What: Sesame Street Live "Out of This World."
When: 7 p.m. Thursday, 10:30 a.m. and 7 p.m. Friday, 10:30 a.m., 2 p.m. and 5:30 p.m. Saturday, and 1 p.m. and 4:30 p.m. Sunday.
Where: Cox Pavilion, 4505 S. Maryland Parkway.
Tickets: $10, $12, $16.
Information: 739-3267.
Life on the road ain't easy.
For a big yellow bird, a count, a grouchy man, a couple of aliens, two contentious roommates and a rubber duckie, it might seem a little, well, displeasing.
But come showtime you'd never suspect. When the curtain rises, they are undoubtedly "the people in your neighborhood."
"They feel like old friends to you," said Tom Lieberman, creative director for Sesame Street Live "Out of This World!" being presented Thursday through Sunday at the Cox Pavilion by VEE Corporation.
In the musical stage production, written by Annie Evans, a staff writer for the TSesame Street" television series, Martians are stuck on Sesame Street trying to return to space.
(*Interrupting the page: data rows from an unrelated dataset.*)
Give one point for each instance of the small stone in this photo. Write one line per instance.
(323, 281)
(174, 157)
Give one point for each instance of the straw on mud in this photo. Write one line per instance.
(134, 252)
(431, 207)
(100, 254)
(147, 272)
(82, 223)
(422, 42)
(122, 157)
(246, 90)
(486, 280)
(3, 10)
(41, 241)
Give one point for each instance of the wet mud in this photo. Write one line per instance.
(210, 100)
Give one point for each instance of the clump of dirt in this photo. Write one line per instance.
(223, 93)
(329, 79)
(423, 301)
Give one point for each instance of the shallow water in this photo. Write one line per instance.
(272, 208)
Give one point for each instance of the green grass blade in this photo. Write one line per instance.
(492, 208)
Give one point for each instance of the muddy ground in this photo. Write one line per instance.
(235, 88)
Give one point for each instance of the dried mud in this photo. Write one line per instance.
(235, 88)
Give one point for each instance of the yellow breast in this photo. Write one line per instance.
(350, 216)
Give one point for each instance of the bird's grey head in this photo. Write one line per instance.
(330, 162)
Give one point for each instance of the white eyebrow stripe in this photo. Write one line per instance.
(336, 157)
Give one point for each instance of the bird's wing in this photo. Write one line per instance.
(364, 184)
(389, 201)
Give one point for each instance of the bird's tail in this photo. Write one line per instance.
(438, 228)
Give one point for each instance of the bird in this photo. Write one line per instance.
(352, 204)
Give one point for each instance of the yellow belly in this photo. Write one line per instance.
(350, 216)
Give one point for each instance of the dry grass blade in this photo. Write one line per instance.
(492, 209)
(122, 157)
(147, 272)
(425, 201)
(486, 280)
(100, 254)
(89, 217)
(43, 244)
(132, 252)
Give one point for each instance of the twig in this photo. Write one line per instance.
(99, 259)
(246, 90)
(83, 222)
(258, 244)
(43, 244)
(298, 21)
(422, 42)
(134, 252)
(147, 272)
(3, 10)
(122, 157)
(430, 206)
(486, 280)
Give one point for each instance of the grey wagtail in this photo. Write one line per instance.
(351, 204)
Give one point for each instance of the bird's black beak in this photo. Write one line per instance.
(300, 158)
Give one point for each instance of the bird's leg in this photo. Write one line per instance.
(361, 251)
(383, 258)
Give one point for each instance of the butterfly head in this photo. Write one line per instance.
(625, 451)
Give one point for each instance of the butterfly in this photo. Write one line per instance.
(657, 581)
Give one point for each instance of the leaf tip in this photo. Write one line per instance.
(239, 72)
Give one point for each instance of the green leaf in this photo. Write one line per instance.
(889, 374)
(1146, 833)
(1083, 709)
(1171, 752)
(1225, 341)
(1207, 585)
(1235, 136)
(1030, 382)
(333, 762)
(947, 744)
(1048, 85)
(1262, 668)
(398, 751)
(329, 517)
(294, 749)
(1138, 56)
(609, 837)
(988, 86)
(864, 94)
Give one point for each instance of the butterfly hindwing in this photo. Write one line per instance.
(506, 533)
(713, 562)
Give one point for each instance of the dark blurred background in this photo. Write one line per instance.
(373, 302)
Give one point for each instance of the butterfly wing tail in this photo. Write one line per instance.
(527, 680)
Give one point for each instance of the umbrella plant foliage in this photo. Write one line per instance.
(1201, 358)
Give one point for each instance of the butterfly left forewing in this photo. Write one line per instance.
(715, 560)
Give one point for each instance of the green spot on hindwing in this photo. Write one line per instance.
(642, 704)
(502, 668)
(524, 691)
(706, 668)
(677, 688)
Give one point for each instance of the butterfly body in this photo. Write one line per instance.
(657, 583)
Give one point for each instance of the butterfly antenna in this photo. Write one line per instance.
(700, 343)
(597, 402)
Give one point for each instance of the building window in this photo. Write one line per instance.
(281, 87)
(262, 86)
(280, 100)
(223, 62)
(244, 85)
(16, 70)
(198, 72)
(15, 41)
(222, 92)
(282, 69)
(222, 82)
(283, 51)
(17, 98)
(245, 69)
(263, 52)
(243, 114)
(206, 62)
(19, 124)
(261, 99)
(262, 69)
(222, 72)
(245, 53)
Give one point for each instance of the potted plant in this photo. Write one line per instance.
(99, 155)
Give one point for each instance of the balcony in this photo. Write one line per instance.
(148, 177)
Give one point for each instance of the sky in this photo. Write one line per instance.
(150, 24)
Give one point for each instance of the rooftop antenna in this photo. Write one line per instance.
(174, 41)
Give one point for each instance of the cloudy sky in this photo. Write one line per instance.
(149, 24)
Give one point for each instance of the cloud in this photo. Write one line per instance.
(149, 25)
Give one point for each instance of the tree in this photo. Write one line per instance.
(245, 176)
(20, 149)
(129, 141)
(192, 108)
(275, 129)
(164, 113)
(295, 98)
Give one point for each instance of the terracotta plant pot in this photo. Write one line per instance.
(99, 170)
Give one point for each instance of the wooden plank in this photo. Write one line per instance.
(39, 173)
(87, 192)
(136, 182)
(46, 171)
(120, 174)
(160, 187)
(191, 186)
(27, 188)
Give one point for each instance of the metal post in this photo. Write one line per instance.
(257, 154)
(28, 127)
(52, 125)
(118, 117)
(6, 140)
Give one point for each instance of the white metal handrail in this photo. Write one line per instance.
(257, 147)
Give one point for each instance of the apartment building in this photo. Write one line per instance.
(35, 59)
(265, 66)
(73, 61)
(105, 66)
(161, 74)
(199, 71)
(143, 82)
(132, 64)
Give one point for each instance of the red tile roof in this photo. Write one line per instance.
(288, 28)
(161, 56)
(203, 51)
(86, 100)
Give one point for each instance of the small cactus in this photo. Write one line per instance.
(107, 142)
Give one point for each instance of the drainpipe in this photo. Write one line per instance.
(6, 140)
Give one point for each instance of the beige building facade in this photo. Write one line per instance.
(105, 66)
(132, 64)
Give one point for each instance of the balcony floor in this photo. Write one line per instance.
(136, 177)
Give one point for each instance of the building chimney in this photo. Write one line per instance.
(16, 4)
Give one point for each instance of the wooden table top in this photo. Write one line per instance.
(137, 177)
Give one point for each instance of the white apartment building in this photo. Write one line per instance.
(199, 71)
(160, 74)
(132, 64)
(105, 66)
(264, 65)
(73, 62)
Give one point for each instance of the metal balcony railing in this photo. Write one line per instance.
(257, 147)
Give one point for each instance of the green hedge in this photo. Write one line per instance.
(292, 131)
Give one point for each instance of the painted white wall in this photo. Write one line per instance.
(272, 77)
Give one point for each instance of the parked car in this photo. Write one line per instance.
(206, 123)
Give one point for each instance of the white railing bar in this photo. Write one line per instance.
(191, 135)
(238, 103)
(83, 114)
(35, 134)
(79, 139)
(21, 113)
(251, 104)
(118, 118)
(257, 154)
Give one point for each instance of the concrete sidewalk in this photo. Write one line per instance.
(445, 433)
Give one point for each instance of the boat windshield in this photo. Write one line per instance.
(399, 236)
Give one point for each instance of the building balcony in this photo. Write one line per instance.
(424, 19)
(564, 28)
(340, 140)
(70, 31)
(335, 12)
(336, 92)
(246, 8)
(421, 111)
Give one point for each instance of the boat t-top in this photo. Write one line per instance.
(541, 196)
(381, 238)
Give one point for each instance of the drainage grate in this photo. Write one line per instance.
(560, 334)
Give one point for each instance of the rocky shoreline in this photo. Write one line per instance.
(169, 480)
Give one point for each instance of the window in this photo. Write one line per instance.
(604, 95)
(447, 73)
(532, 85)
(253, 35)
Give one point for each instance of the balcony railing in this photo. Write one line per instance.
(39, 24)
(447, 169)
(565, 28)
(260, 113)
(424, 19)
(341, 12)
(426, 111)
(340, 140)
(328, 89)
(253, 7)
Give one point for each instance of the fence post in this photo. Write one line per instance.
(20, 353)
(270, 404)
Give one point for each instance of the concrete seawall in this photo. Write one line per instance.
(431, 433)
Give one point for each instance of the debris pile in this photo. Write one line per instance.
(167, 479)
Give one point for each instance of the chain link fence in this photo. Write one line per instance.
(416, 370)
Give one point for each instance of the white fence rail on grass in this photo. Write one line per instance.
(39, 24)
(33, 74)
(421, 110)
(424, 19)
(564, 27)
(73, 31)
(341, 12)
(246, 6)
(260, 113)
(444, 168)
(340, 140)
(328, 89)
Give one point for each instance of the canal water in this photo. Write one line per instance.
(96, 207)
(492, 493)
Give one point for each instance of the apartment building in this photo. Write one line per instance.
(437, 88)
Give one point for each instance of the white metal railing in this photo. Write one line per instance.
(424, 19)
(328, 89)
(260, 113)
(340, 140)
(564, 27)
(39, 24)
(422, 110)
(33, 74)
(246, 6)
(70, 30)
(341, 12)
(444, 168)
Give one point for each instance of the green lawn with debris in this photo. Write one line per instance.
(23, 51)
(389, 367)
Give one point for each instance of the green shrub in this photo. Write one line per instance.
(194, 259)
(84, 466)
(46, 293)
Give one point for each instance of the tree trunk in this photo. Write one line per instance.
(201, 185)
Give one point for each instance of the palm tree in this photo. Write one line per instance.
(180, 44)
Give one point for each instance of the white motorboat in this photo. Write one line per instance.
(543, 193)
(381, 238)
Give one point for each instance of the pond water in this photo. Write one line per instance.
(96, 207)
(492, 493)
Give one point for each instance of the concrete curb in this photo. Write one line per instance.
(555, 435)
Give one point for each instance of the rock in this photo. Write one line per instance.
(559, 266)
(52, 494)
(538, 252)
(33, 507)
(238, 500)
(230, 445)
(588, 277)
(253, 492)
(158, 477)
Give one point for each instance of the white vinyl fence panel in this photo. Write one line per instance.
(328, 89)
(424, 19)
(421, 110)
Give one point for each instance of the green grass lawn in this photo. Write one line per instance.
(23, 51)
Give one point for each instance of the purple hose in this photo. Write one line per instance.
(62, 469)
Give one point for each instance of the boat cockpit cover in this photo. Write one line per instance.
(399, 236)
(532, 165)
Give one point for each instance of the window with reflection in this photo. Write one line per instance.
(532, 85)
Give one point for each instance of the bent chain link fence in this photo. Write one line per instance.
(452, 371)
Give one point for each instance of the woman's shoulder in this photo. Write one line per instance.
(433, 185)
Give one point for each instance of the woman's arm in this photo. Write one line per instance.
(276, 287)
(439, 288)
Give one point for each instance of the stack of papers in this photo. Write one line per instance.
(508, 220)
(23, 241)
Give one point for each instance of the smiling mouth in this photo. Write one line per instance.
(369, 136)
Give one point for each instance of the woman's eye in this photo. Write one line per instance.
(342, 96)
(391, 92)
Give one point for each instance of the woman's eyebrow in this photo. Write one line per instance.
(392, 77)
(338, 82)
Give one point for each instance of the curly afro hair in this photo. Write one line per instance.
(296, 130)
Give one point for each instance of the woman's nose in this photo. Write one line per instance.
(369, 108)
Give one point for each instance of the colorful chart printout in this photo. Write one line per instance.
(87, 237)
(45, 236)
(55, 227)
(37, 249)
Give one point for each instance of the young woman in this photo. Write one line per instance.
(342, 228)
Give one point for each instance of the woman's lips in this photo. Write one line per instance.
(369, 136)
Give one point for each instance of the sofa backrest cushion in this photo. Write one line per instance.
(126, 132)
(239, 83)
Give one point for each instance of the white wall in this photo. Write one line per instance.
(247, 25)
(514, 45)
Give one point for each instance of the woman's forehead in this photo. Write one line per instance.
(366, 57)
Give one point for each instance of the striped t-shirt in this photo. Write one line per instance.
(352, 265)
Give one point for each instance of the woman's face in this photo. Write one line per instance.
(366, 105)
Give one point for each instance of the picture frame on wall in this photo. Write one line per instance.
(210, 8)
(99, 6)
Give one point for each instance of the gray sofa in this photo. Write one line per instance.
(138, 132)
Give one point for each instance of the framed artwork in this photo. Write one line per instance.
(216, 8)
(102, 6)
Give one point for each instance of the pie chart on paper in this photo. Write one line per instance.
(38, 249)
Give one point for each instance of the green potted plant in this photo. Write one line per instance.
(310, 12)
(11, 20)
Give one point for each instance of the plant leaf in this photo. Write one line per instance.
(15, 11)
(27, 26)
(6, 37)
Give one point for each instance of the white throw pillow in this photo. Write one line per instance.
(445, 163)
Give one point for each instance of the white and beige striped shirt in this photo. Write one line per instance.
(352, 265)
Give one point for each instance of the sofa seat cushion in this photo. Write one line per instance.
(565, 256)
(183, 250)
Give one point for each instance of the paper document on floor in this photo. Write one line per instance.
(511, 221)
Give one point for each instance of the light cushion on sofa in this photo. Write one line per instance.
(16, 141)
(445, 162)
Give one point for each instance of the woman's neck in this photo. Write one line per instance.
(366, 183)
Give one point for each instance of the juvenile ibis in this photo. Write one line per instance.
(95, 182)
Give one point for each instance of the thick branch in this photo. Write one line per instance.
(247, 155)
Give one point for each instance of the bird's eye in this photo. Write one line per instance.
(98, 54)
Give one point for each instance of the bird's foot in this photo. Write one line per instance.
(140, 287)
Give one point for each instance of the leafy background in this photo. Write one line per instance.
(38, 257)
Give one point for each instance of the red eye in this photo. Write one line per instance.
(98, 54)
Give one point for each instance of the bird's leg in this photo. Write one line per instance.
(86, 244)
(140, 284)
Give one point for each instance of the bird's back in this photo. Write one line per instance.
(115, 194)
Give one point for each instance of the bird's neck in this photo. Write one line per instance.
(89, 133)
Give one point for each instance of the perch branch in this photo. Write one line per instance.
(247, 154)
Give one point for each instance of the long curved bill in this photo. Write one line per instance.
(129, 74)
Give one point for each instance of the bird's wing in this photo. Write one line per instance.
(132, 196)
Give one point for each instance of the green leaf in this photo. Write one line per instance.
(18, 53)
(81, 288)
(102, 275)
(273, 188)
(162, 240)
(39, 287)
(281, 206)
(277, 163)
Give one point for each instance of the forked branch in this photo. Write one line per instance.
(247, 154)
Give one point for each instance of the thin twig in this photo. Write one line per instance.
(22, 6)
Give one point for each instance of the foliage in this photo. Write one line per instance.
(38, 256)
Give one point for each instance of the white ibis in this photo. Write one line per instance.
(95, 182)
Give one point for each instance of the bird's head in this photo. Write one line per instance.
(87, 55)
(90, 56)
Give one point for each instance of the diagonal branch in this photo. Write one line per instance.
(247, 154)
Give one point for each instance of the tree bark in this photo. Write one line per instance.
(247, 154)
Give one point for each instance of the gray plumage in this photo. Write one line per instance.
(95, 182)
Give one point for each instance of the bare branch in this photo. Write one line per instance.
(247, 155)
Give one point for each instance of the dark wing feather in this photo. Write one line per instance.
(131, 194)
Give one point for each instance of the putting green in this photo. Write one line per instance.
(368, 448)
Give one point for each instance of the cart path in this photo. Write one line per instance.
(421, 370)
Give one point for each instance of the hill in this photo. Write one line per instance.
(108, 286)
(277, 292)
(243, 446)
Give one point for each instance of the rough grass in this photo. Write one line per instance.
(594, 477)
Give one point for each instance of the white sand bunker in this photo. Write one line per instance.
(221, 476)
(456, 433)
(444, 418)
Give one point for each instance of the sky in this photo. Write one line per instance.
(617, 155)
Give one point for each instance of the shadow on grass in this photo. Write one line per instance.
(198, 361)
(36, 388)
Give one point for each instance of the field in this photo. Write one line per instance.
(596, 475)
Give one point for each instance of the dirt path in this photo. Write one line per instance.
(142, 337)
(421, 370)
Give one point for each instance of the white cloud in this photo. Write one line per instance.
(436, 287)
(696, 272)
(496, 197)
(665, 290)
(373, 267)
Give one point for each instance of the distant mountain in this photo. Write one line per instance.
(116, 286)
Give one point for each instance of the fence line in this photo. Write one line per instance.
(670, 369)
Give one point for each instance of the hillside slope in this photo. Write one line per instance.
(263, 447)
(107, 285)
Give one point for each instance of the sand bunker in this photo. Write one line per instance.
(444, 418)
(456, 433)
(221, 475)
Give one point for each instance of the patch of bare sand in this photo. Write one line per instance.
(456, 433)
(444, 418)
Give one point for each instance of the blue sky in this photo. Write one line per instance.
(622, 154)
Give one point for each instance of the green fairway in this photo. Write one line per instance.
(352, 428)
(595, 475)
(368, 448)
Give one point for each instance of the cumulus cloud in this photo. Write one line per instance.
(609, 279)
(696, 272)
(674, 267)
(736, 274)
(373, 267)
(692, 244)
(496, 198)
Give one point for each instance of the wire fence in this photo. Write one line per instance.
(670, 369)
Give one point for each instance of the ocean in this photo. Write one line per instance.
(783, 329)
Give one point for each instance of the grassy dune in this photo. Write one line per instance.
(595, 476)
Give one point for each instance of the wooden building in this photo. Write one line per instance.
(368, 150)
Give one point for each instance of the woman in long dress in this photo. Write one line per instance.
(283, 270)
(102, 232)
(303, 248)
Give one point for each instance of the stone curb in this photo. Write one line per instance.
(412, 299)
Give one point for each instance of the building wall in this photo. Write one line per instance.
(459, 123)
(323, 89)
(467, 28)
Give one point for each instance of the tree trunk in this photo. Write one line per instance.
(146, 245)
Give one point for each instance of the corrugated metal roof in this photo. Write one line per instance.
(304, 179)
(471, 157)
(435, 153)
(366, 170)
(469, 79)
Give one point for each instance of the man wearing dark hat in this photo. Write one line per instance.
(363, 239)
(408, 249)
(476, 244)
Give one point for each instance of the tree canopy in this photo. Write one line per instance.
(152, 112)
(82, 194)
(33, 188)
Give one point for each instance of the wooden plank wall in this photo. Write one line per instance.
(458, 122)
While there, characters explore similarities of Earthlings living on completely different areas of the planet.
Audiences are taken to Sesame Streets throughout the world, including the the Russian Sesame Street show, "Ulitsa Sesame," and the South African Sesame Street show, "Takalami Sesame."
"We learn different words in different languages," Lieberman said. "The theme of this show is that we are all on Earth together and that we are a family of friends living on the same planet.
"It's a message of global understanding. We feel that's a good lesson these days."
Sesame Street Live began touring in September 1980 in Minneapolis. The production features all the familiar characters of the television show: Bert and Ernie, Big Bird, Oscar, the Count, Elmo, Cookie Monster and Grover.
The Emmy Award-winning educational television program premiered on public television in November 1969. It is celebrating its 35th anniversary this year and is broadcast in 148 countries.
Unlike the television show, the stage production, where the characters (actors in costumes) sing and dance, allows audiences to see some leg.
"Even Oscar has a leg moment," Lieberman said. "Oscar emerges and walks out of the can."
Creating the characters to scale and ensuring that cast members don't overheat in the costumes was probably the greatest challenge in creating Sesame Street Live productions, Lieberman said. But for audiences, it's worth the effort.
"With television, although it feels like they're speaking live to you, they're not," Lieberman said. "When you get into an arena or theater, you are breathing the same air as them. There's a certain electricity you get that you don't get on television."
Lieberman, a veteran writer, producer and director who worked 10 years with Garrison Keillor's "Prairie Home Companion," even wrote a song for the show.
The storyline, however, was tackled by Evans.
"She knows so well the education curriculum the show is trying to promote, the background of characters, their motivations," Lieberman said.
"She knows the characters inside and out -- literally."